2. Let us mention for completeness that the other appearance of the partial derivative symbol $\partial_{\mu}$ in OP's equation (2) is correct. It may be replaced with a total spacetime derivative $\color{Red}{d_{\mu}}$, since $\partial_{\mu}\phi\equiv\color{Red}{d_{\mu}}\phi$ by definition, cf. OP's eq. (3).

Answer 2

First, let's make sure we understand the notion of the total derivative in the particle case: The Lagrangian itself is a real-valued function $L(q,\dot{q},t)$, where $q$ and $\dot{q}$ are treated as independent variables, cf. this question or this answer of mine. When we speak of a "total" derivative in the context of the Euler-Lagrangian equations, we actually mean that we take a path $q(t)$, compute its time-derivative $\dot{q}(t)$, then consider the function $L(q(t),\dot{q}(t),t)$, whose only free arugment is now $t$, and then take the derivative w.r.t. $t$. To speak of "total" or "partial" derivative is a handwavy way to distinguish between the Lagrangian as a function of independent variables $q,\dot{q},t$ (this is a partial case) and the Lagrangian as a function of time after a time-dependent path has been plugged in (this is the "total" case). So, the expression $\frac{\mathrm{d}}{\mathrm{d}t}\frac{\partial L}{\partial \dot{q}}$ means: Take the Lagrangian as a function of $q,\dot{q},t$, differentiate with respect to $\dot{q}$, then plug a path $q(t)$ into the resulting function, then differentiate with respect to $t$.
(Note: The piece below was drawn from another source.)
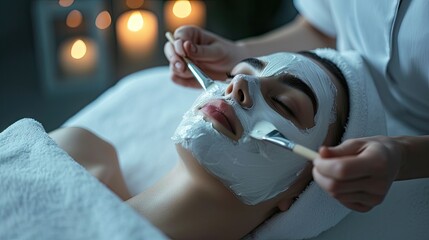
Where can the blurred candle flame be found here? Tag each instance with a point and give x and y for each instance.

So, in the field case, we have a function $\mathcal{L}(\phi,\partial_\mu\phi,x)$ that just treats $\phi$ and $\partial_\mu \phi$ as real numbers, and of which we take the "partial" derivatives $\frac{\partial\mathcal{L}}{\partial(\partial_\mu \phi)}$. This is just the derivative of this function with respect to its second argument, nothing special, just like in the particle case. Now, once again, you can plug in a field $\phi(x)$ into this function, and you get a function $\mathcal{L}(\phi(x),\partial_\mu \phi(x),x)$ that is now just a function of $x$, and you can differentiate this object. Like the $\frac{\mathrm{d}}{\mathrm{d}t}$ in the particle case, the $\partial_\mu$ in the field version of the Euler-Lagrange equation is supposed to act in this way: You differentiate the function $\mathcal{L}$ with respect to its second argument, then plug in a field $\phi(x)$, then differentiate the resulting function w.r.t. $x^\mu$ - so the derivative is indeed a "total" one.

Answer 3

For 1 Parameter functions: $\partial_t = \frac{d}{dt}$, e.g $\dot{q} = \frac{d q}{dt} = \partial_t q$. However, you should not interpret $\frac{\partial L}{\partial \dot{q}}$ as an ordinary partial derivative. The Euler-Lagrange-equation (ELE) arises from a variational principle $\delta S = 0$ and is therefore derived with functional derivatives.

We get the rule that one can form a partial differential equation from $\delta S = 0$ by treating $L(q,\dot{q},t)$ as a function of the independent variables $q,\dot{q},t$ and then applying the ELE. This doesn't allow you to interpret $L=L(q,\partial_t q, t)$ as a function of $q,t$ alone, or else the ELE derivation would have failed in the first place. The fact that for 1 parameter functions you get an ordinary differential equation is just coincidence because 1 parameter partial differential equations are ordinary differential equations.

So in fact, the ELE are partial differantial equations for fields $\phi(t,x,y,z)$ and particle trajectories $q(t)$. In the later chase however, this happens to be ordinary differential equations, too.